The 1970s saw the start of substantial growth with the formation of companies in the areas of electrical motor manufacturing, agricultural machinery, hotels, clothing, seafood export, computer software and solid rubber tyres, and in 2000 Jinasena consists of 17 companies and is one of the largest conglomerates in Sri Lanka.

==LMJ Group==
In 2009, the Jinasena Group decided to divide its assets between the four Jinasena brothers. The companies, which came to Dr. Nihal in this division, are now a part of the LMJ group, with his son Lalin Michael Jinasena as CEO and himself as chairman. The LMJ Group comprises companies, which were built up by Dr. Nihal under the Jinasena Company as well as companies created by Lalin. The Group is involved and pioneering in Hospitality and Food & Beverage, manufacturing and export, trading, web development, and includes a subsidiary interior decor company and owns among others the multi awarded boutique hotel Casa Colombo.

==Honorary Positions==
- Chairman of Lalin Michael Jinasena & Co
- Chairman of Loadstar (Pvt.) Ltd.
- Chairman of Handrookanda (Pvt.) Ltd.
- Chairman of Jinasena New Technology Holdings
- Chairman of Royal Lotus Hotel (Pvt.) Ltd
- Chairman of Almeco (Pvt.) Ltd
- Chairman of Ambiaz (Pvt.) Ltd
- Chairman of Jinasena Industrial Park (Pvt.) Ltd.

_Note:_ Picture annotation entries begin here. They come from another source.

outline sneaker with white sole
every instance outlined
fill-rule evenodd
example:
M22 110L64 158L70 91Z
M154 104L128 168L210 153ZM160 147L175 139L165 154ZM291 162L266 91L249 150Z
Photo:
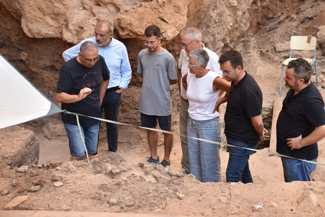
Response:
M167 162L167 161L165 160L161 161L161 166L167 169L169 169L171 167L171 163L170 162L169 163Z
M159 162L159 156L158 157L157 160L153 160L152 158L150 157L149 159L148 159L148 161L147 161L147 162L149 163L149 164L154 164L155 165L157 165L158 164L160 164L160 162Z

- Chairman of Gonuts with Donuts (Pvt.) Ltd
- Chairman of Casa Colombo (Pvt.) Ltd
- Chairman of Jinasena Engineering Technologies (Pvt.) Ltd.
- Chairman of Tropical Fusion (Pvt.) Ltd
- Chairman of Jinasena Exports (Pvt.) Ltd.

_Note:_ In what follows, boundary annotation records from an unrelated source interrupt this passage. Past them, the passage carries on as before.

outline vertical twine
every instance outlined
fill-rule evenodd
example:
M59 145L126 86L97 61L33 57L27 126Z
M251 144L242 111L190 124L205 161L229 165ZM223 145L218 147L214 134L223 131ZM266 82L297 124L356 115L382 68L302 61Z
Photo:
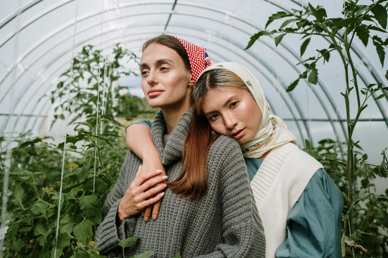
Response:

- Chairman of Mahout Adventures (Pvt.) Ltd
- Chairman of Jinasena Management Services (Pvt.) Ltd
- Chairman of the Children Committee of Ceylon, Children's Convalescent Home
- Member of the National Research Council
- Member of the Institution of Engineers Sri Lanka
- Member of the Institution of Engineers, UK
- Former member of the Securities and Exchange Commission Sri Lanka
- Former member of the Insurance Board of Sri Lanka
- Former chairman of DFCC Bank and DFCC Vardhana Bank
- Dr. Nihal was honoured with the Sri Lankan title of Deshamanya

== Motor Sport ==
A keen sportsman and sharing the passion of his father as a champion motor racing driver, Dr. Nihal was the leading racing driver in the 70s in Sri Lanka. The Jinasena family has been actively involved in the Ceylon Motor Sports Club, with his father being a founder member and former president of the club.